# We Are The World — Analyzing Population Density vs Densely Populated Countries.

In this project, I will analyze data from the [CIA World Factbook](https://www.cia.gov/the-world-factbook/) - a compendium of statistics from countries all around the world. The goal is to query data from the factbook using SQL for use in analyzing densely populated areas vs population density. I will use the information gathered to draw some inferences about the following:
- population size and area
- countries and their growth
- Highest # of people in a country
- Population Density vs Densely Populated

Summary of Results
After completing analysis of the dataset, The conclusion that was drawn was that countries that were considered densely populated did not mean that the country had high population density. All that it meant was that densely populated countries had higher than average population values in regards to their area which were mostly below par. 

For more details, refer to the full analysis below.

# Overview of the Data

I'll begin by doing a quick exploration of the data in the CIA World Factbook. First, I'll load sql into jupyter notebook to start querying from the database. 

In [1]:
!conda install -yc conda-forge ipython-sql

Collecting package metadata (current_repodata.json): done
Solving environment: done

# All requested packages already installed.



In [2]:
%%capture
%load_ext sql
%sql sqlite:///factbook.db

I'll locate the name of the table by querying it from the database itself.

In [3]:
%%sql 
SELECT *
  FROM sqlite_master
WHERE type= 'table';

 * sqlite:///factbook.db
Done.


type,name,tbl_name,rootpage,sql
table,sqlite_sequence,sqlite_sequence,3,"CREATE TABLE sqlite_sequence(name,seq)"
table,facts,facts,47,"CREATE TABLE ""facts"" (""id"" INTEGER PRIMARY KEY AUTOINCREMENT NOT NULL, ""code"" varchar(255) NOT NULL, ""name"" varchar(255) NOT NULL, ""area"" integer, ""area_land"" integer, ""area_water"" integer, ""population"" integer, ""population_growth"" float, ""birth_rate"" float, ""death_rate"" float, ""migration_rate"" float)"
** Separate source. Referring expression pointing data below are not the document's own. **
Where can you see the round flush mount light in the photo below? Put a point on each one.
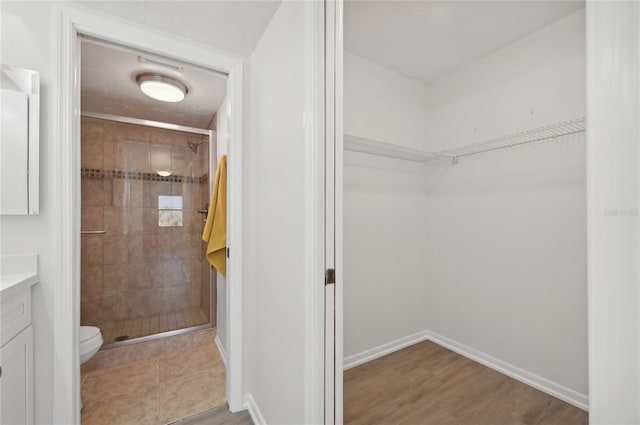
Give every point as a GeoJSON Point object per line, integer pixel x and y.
{"type": "Point", "coordinates": [162, 88]}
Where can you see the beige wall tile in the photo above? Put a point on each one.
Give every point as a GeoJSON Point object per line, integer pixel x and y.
{"type": "Point", "coordinates": [161, 158]}
{"type": "Point", "coordinates": [96, 311]}
{"type": "Point", "coordinates": [182, 161]}
{"type": "Point", "coordinates": [91, 250]}
{"type": "Point", "coordinates": [116, 249]}
{"type": "Point", "coordinates": [92, 153]}
{"type": "Point", "coordinates": [92, 218]}
{"type": "Point", "coordinates": [114, 220]}
{"type": "Point", "coordinates": [130, 218]}
{"type": "Point", "coordinates": [110, 280]}
{"type": "Point", "coordinates": [157, 189]}
{"type": "Point", "coordinates": [135, 220]}
{"type": "Point", "coordinates": [92, 279]}
{"type": "Point", "coordinates": [92, 192]}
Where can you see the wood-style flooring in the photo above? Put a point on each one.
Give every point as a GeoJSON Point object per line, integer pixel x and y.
{"type": "Point", "coordinates": [217, 416]}
{"type": "Point", "coordinates": [151, 325]}
{"type": "Point", "coordinates": [426, 384]}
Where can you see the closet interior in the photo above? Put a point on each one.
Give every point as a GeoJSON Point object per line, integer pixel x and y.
{"type": "Point", "coordinates": [465, 290]}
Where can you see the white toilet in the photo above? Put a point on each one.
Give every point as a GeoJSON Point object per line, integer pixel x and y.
{"type": "Point", "coordinates": [90, 342]}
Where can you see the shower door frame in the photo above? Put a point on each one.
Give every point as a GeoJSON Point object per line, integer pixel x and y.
{"type": "Point", "coordinates": [72, 22]}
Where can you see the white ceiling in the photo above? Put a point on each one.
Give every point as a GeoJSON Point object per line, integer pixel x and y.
{"type": "Point", "coordinates": [235, 26]}
{"type": "Point", "coordinates": [427, 39]}
{"type": "Point", "coordinates": [109, 87]}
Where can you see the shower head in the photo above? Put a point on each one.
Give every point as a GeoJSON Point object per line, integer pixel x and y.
{"type": "Point", "coordinates": [194, 145]}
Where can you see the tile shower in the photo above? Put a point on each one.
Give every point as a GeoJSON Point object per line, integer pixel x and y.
{"type": "Point", "coordinates": [146, 273]}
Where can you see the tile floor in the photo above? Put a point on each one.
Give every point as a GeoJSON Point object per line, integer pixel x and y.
{"type": "Point", "coordinates": [155, 383]}
{"type": "Point", "coordinates": [143, 326]}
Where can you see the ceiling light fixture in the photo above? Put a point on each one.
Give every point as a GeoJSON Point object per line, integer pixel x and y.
{"type": "Point", "coordinates": [162, 88]}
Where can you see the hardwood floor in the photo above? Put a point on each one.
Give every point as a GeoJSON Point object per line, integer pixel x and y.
{"type": "Point", "coordinates": [150, 325]}
{"type": "Point", "coordinates": [428, 384]}
{"type": "Point", "coordinates": [217, 416]}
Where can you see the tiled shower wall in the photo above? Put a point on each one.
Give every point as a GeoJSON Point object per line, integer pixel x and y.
{"type": "Point", "coordinates": [139, 268]}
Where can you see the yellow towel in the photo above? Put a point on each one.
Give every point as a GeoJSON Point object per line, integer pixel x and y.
{"type": "Point", "coordinates": [215, 229]}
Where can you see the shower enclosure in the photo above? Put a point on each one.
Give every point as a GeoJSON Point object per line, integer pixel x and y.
{"type": "Point", "coordinates": [144, 196]}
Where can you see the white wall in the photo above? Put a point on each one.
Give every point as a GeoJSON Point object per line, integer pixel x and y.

Now that I have the table name, I'll get an overview of the data and its values. 

In [4]:
%%sql 
SELECT *
  FROM facts
LIMIT 5;

 * sqlite:///factbook.db
Done.


id,code,name,area,area_land,area_water,population,population_growth,birth_rate,death_rate,migration_rate
1,af,Afghanistan,652230,652230,0,32564342,2.32,38.57,13.89,1.51
2,al,Albania,28748,27398,1350,3029278,0.3,12.92,6.58,3.3
3,ag,Algeria,2381741,2381741,0,39542166,1.84,23.67,4.31,0.92
4,an,Andorra,468,468,0,85580,0.12,8.13,6.96,0.0
5,ao,Angola,1246700,1246700,0,19625353,2.78,38.78,11.49,0.46


A quick exploration shows the following columns and their descriptions:

- name - The name of the country.
- area - The total land and sea area of the country.
- population - The country's population.
- population_growth- The country's population growth as a percentage.
- birth_rate - The country's birth rate, or the number of births a year per 1,000 people.
- death_rate - The country's death rate, or the number of death a year per 1,000 people.
- area- The country's total area (both land and water).
- area_land - The country's land area in square kilometers.
- area_water - The country's waterarea in square kilometers.

# Summary Statistics
I'm going to calcualte some summary statistics for the data by querying the minimum and maximum values for population and population growth. I want to know if their are outlier countries. 

In [5]:
%%sql 
SELECT MIN(population), MAX(population), MIN(population_growth), MAX(population_growth)
  FROM facts

 * sqlite:///factbook.db
Done.


MIN(population),MAX(population),MIN(population_growth),MAX(population_growth)
0,7256490011,0.0,4.02


Looking at the table generated, the following information sticks out:
- there is a country with a population of 0 
- there is a country that has a population of 7256490011(or more than 7.2 billion). 

# Exploring Outliers
From the table above, I see there are two interests things to note:
- a country with a population of 0
- a population with a population over 7.2 billion

I want to dive a little bit deeper into that, so I'll use some subqueries to determine what country/countries those numbers below to.

In [6]:
%%sql 
SELECT Name, MIN(population)
FROM facts

 * sqlite:///factbook.db
Done.


name,MIN(population)
Antarctica,0


Antarctica looks like the first outlier with a population of 0. 

In [7]:
%%sql 
SELECT Name, MAX(population)
FROM facts

 * sqlite:///factbook.db
Done.


name,MAX(population)
World,7256490011


The second outlier is the World with a population of 7256490011.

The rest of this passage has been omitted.